The main target for this trip was: Unlocking the Clubhouse: Women in Computing by Jane Margolis and Allan Fisher.
This is a fantastic, if occasionally depressing book – full of inspirational stories of young women who entered CS despite a lack of encouragement, and having to confront environments that were not necessarily always welcoming. What I found most interesting was the discussion on previous studies that had explored gender-based differences, and how our perceptions change the way that we deal with others. One example I recall, is the study by Condry and Condry (1976) which had a series of adult subjects watch a video tape of a baby reacting to several exciting toys, including a jack in the box. Those subjects that were told that the baby was a boy, interpreted his reaction of screaming as excitement, while those that were told that the baby was a girl interpreted it as fear. This is just one example, but Unlocking the Clubhouse is full of stories of adults reacting based on gender, and their perceptions of interest and capability. It certainly made me more aware of how I interact with my students, as I certainly don’t want to continue those assumptions.
There are some things that are recommended in the book that we are already doing here at the University of Adelaide (multiple entry paths for CS, building support for good teaching, increasing outreach), but there are some that we can do better at. I don’t think we can ever stop increasing support for good teaching, and helping and encouraging our teaching staff in their role. We can also never stop increasing our support for outreach: robogals and similar groups are just amazing, but will always appreciate financial and other support. Our Women in Technology Challenge grows each year, and doesn’t look like stopping.

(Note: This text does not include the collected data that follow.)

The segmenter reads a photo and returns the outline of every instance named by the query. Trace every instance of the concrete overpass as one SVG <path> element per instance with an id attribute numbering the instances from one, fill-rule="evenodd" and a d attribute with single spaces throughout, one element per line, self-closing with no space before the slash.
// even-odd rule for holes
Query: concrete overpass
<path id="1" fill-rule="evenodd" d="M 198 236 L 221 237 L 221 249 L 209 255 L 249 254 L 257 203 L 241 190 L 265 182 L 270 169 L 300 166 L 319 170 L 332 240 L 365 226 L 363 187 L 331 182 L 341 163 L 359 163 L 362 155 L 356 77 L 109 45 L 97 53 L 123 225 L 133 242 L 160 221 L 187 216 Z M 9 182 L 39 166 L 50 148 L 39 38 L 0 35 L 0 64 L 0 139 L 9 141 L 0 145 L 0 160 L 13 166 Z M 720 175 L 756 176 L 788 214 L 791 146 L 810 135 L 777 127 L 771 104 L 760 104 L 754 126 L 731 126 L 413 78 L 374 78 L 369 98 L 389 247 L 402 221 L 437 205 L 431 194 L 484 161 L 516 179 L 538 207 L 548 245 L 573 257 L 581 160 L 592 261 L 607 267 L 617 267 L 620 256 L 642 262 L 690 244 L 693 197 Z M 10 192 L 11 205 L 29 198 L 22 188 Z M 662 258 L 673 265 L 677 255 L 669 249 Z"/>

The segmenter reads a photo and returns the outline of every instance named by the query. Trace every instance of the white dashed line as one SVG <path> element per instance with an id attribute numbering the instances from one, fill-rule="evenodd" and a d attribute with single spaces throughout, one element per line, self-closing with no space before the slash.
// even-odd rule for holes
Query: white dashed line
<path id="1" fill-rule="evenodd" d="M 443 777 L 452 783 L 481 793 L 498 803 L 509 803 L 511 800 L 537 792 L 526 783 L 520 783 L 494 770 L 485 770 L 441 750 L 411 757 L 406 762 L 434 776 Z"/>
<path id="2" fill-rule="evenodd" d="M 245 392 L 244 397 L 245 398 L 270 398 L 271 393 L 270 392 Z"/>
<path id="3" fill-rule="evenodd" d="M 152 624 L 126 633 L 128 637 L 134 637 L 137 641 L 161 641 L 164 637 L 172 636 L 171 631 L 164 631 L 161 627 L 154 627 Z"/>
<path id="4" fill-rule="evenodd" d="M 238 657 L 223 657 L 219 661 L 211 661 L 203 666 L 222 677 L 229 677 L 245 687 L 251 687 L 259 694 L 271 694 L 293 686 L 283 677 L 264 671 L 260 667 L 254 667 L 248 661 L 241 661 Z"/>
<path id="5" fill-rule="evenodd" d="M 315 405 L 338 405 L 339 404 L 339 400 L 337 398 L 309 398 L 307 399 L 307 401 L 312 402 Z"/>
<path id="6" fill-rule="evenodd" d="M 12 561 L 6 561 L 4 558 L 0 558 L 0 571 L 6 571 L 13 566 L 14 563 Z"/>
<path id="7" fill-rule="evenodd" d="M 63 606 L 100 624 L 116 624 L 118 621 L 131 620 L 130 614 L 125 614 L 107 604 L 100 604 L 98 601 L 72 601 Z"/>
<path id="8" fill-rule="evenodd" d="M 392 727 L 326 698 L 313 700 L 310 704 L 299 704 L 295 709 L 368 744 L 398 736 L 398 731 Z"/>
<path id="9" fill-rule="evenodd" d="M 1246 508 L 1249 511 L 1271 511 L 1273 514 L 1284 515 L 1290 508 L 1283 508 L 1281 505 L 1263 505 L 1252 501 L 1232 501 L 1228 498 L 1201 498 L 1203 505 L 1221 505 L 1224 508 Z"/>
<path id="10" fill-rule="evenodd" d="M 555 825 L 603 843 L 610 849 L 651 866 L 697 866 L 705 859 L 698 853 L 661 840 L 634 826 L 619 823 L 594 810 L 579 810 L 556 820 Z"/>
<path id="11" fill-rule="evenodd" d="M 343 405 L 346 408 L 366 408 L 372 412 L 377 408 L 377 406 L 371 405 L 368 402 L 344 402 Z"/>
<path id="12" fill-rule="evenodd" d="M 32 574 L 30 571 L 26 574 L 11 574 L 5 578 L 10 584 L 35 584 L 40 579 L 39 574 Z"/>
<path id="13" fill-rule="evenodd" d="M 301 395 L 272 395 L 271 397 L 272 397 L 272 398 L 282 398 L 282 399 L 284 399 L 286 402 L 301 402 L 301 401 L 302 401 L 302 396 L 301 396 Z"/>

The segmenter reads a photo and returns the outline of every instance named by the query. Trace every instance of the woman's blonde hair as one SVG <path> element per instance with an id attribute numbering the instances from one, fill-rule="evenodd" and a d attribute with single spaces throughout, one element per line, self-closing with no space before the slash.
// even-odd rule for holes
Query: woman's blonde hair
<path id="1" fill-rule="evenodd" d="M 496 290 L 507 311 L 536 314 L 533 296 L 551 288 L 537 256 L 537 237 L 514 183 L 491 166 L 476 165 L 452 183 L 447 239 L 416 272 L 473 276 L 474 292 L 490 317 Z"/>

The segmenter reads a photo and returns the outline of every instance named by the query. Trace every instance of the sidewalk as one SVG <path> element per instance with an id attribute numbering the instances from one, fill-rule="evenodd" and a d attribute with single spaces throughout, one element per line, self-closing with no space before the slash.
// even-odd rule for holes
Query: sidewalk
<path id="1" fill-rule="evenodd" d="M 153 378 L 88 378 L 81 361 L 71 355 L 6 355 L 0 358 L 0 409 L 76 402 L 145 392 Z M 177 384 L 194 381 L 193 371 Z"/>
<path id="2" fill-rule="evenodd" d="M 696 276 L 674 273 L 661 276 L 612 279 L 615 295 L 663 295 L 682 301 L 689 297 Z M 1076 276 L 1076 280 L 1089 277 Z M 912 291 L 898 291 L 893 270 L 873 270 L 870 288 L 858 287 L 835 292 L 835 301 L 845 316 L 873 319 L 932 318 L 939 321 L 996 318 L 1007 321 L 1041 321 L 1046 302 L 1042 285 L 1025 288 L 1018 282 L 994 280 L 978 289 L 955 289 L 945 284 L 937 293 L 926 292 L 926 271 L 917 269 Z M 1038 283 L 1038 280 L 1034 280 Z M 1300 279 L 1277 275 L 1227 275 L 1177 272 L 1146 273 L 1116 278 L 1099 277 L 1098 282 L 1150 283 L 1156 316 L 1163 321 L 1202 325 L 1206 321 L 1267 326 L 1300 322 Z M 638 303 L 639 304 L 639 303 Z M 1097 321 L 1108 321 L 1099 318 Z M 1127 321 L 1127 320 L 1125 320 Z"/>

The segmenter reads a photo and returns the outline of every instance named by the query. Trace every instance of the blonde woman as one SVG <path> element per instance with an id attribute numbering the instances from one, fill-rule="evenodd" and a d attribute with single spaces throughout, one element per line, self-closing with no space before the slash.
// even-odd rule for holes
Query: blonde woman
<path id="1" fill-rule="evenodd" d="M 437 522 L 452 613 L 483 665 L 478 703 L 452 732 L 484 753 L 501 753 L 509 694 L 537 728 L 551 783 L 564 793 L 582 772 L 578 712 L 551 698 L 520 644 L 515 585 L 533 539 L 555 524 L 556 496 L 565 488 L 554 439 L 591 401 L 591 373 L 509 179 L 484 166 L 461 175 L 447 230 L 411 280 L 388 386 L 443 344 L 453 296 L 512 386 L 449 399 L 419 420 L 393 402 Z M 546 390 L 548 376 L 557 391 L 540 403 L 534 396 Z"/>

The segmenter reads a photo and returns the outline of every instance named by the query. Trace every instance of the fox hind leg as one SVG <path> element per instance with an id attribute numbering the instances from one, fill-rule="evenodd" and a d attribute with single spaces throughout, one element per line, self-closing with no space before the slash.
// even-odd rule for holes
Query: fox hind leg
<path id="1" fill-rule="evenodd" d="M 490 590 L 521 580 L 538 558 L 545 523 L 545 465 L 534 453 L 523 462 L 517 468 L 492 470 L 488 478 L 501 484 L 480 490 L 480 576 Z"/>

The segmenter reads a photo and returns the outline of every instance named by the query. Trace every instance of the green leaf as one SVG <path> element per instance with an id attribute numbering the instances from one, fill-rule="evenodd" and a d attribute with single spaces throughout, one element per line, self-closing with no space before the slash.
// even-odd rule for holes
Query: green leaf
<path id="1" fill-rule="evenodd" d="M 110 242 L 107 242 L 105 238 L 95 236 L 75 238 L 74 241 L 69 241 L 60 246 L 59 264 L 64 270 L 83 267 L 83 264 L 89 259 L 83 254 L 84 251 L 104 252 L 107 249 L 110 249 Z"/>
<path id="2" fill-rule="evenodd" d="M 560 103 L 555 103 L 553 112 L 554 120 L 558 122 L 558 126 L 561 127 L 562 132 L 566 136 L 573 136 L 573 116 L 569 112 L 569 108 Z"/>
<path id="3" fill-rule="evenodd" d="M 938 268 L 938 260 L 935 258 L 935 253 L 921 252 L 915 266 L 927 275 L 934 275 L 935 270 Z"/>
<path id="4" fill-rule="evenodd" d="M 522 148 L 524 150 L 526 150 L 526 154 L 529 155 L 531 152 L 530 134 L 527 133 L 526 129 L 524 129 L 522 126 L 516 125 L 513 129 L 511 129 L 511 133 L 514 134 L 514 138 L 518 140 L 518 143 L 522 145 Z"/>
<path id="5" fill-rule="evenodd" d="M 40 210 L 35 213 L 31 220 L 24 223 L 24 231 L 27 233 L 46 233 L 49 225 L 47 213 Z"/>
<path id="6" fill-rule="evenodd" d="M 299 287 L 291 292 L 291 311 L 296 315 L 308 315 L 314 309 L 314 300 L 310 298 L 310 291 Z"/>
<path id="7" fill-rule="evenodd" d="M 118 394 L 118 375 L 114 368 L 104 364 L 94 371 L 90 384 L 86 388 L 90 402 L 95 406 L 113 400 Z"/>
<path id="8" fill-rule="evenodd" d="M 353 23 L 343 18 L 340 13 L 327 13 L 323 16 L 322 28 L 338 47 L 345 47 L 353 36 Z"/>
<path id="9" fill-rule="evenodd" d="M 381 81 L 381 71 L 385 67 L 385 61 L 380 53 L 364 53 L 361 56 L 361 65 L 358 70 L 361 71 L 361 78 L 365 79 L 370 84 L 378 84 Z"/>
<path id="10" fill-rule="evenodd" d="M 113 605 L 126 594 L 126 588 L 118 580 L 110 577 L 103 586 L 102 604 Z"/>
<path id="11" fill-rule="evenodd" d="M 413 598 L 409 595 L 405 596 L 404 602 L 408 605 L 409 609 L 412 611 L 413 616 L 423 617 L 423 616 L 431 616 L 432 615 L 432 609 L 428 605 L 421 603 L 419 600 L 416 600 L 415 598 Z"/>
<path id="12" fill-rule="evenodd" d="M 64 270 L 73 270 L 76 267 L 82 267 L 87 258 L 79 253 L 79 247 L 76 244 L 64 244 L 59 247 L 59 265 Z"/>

We can also invest some effort in diversifying our curriculum – providing projects that demonstrate the broad utility of Computer Science, and how it can be of benefit to us all. Honestly, I don’t think there is a way that we can lose if we do that – we, our students, our staff and our community, need to see how important and relevant Computer Science is and will be to their every day lives.
For the past three years, I have been giving the Open Day talks for our faculty. About half of those presentations is devoted to talking about how Engineers, Computer Scientists and Mathematicians have impacted the lives of those in the audience. And only since they woke up that morning, and made their way to our campus. And it is so easy, once you get started, to think of multiple examples where they have used the results of our efforts. I think I will try to do this exercise for Computer Science only…. any help appreciated!